Siguió pasando el tiempo hasta llegar el siglo XXI.
Gilbert empezó a vivir con su hermano Ludwig en Berlín cuando Prusia dejó de existir como país. Al no tener nada que hacer por haber perdido su título de país, se pasaba los días jugando con Gilbird o viendo la televisión tumbado en el sofá mientras bebía una fría jarra de cerveza y comiendo wurst. A veces en vez de hacer eso, escuchaba heavy e incluso lo tocaba con una guitarra algo vieja que tenía. Pero algo que hacía todos los días, era acordarse de los dos meses que ocurrieron siglos atrás.
Roderich… ese nombre resonaba en su cabeza. No había podido olvidarle en todo éste tiempo, y fue más difícil cuando empezó a pasar por la casa de Ludwig, cosa que aprovechaba para poder verle, aunque era de lejos.

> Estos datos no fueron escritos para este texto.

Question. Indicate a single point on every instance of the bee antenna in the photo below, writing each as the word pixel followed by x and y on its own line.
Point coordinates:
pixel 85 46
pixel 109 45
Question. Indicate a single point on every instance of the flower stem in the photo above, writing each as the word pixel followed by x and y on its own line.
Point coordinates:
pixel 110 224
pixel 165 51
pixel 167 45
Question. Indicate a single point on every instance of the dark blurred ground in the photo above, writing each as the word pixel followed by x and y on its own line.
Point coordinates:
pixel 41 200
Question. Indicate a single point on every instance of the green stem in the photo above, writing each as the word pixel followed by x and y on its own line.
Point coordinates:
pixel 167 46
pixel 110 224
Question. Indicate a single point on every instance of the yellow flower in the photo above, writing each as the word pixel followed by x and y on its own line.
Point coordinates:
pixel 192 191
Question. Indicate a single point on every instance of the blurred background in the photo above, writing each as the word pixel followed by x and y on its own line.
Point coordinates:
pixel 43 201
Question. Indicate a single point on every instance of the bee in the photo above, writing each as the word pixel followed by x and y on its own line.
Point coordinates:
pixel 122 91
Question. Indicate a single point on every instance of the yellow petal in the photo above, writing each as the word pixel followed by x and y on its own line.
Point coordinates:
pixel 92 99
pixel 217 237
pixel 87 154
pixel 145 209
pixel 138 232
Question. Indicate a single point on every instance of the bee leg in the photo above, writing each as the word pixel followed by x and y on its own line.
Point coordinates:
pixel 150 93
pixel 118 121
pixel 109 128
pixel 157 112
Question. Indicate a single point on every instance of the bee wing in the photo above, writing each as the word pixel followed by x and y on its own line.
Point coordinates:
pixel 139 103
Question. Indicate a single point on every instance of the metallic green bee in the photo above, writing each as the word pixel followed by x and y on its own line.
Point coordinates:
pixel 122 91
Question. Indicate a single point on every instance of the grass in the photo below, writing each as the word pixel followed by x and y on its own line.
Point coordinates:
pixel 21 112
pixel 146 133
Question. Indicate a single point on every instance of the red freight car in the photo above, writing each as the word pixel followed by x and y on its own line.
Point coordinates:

Roderich sabía que el prusiano vivía allí, pero parecía no echarle cuenta y, una vez que Gilbert intentó hablar con él éste le ignoró demostrando así que no había olvidado los hechos del pasado.
-Hey, West.-Llamó Gilbert curioso a su hermano que acababa de tener una reunión con Roderich.
-Prefiero que me llames Ludwig, ya lo sabes.-El alemán suspiró tras decir eso.- ¿Qué es lo que quieres?
-¿Qué te dijo el podrido señorito esta vez? ¡Seguro que me puso verde! ¡Kesesesese!
-No… No me dijo nada de ti. Siempre me preguntas lo mismo y siempre te respondo lo mismo, ¿Por qué estás tan obsesionado con él?
- …Por nada.-Dijo Gilbert ruborizándose. No quería que su hermano pensase que era un blando por estar enamorado, y más siendo que estaba enamorado del podrido aristócrata.
-Está bien.-Ludwig no se atrevió a decirle nada más, su hermano se ponía raro cuando hablaban de Roderich o simplemente cuando se le mencionaba. De pronto, al alemán se le encendió la bombilla.-Ah, sí que me dijo algo.
-¿¡Qué te dijo!?-Preguntó Gilbert clavándole los dos rubíes que tenía por ojos con una cierta ilusión que supo ocultar para que Ludwig no se diese cuenta.
-Veamos… Me dijo que si te venía bien, pasado mañana podrías ir a cenar a su casa…
-¿¡En serio!? –Interrumpió Gilbert lleno de euforia.- ¡Kesesesese! ¡Daré una lección a ese podrido señorito por haberme ignorado todos estos siglos!-Gritó Gilbert mientras se ponía a saltar en el sofá.
El rato siguiente se lo pasó bailando y saltando en el sofá mientras cantaba una canción que se acababa de inventar sobre la cena del próximo día, Ludwig le miró un rato, pero se aburrió rápido y decidió que pasear a sus perros sería más entretenido que observar a su hermano. A Gilbert le costó darse cuenta de que su hermano se había ido, pero en cuanto lo hizo, paró de montar el espectáculo y se fue a su cuarto para ver qué se podría poner el día de la cena. Tras sacar absolutamente toda la ropa que tenía y mirar todo milímetro a milímetro decidió que no tenía nada lo bastante "awesome" para ir con ello a la cena, así que pensó que al día siguiente saldría de compras para conseguir algo decente. Miró por la ventana, había anochecido y al mirar el reloj vio que era tarde, así que se metió en la cama con un peluche gigante de un pollo y se durmió al poco rato.